After tket optimization, convert back to Qiskit for execution on Qiskit-based simulators or IBM hardware:

from qiskit_aer import AerSimulator
from qiskit import transpile

# Convert tket circuit back to Qiskit
qc_from_tket = tk_to_qiskit(tk_circuit)

# Add measurements
qc_from_tket.measure_all()

# Run on Aer
sim = AerSimulator()
compiled = transpile(qc_from_tket, sim)
result = sim.run(compiled, shots=1024).result()
counts = result.get_counts()
print("Measurement results:", counts)

The roundtrip is lossless for standard gate sets. tket’s internal representation uses exact angle arithmetic, so no floating-point degradation occurs when converting Rz angles between frameworks.

Comparing tket vs Qiskit Transpiler

For general-purpose optimization of circuits that will run on IBM hardware:

Feature	tket	Qiskit transpiler
Framework support	Qiskit, Cirq, PyQuil, more	Qiskit native
Peephole optimization	FullPeepholeOptimise	optimization_level=3
Routing algorithms	GraphPlacement, LinePlacement	SABRE, basic
Custom pass composition	SequencePass, RepeatPass	PassManager
Native gate targets	IBM, IonQ, Quantinuum, more	IBM (primary)

For circuits that will run on non-IBM hardware, tket is often the better choice because it has first-class support for hardware-native gate sets (like Quantinuum’s or IonQ’s native gates) without needing framework-specific transpilers.

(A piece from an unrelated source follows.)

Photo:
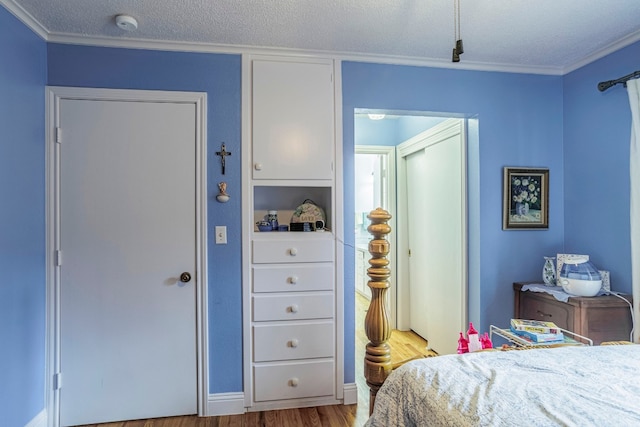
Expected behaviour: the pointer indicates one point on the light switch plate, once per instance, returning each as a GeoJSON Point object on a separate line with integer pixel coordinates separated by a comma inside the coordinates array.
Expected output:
{"type": "Point", "coordinates": [221, 235]}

For pure IBM workflows, Qiskit’s transpile with optimization_level=3 and tket’s FullPeepholeOptimise produce comparable results on most benchmarks. The difference tends to be largest for deep circuits with many two-qubit gates.

Summary

Step	tket API
Import from Qiskit	`qiskit_to_tk(qc)`
Remove redundant gates	`RemoveRedundancies().apply(c)`
Full peephole optimization	`FullPeepholeOptimise().apply(c)`
Place qubits on hardware	`PlacementPass(GraphPlacement(arch)).apply(c)`
Route and insert SWAPs	`RoutingPass(arch).apply(c)`
Rebase to a hardware gate set	`AutoRebase({OpType.CX, OpType.Rz, OpType.SX, OpType.X}).apply(c)`
Export to Qiskit	`tk_to_qiskit(c)`
Count gates by type	`c.n_gates_of_type(OpType.CX)`

tket’s composable pass system makes it straightforward to mix and match optimization strategies and target different hardware backends from the same circuit definition. For teams running experiments across multiple hardware providers, this hardware-agnostic approach can significantly reduce the porting overhead.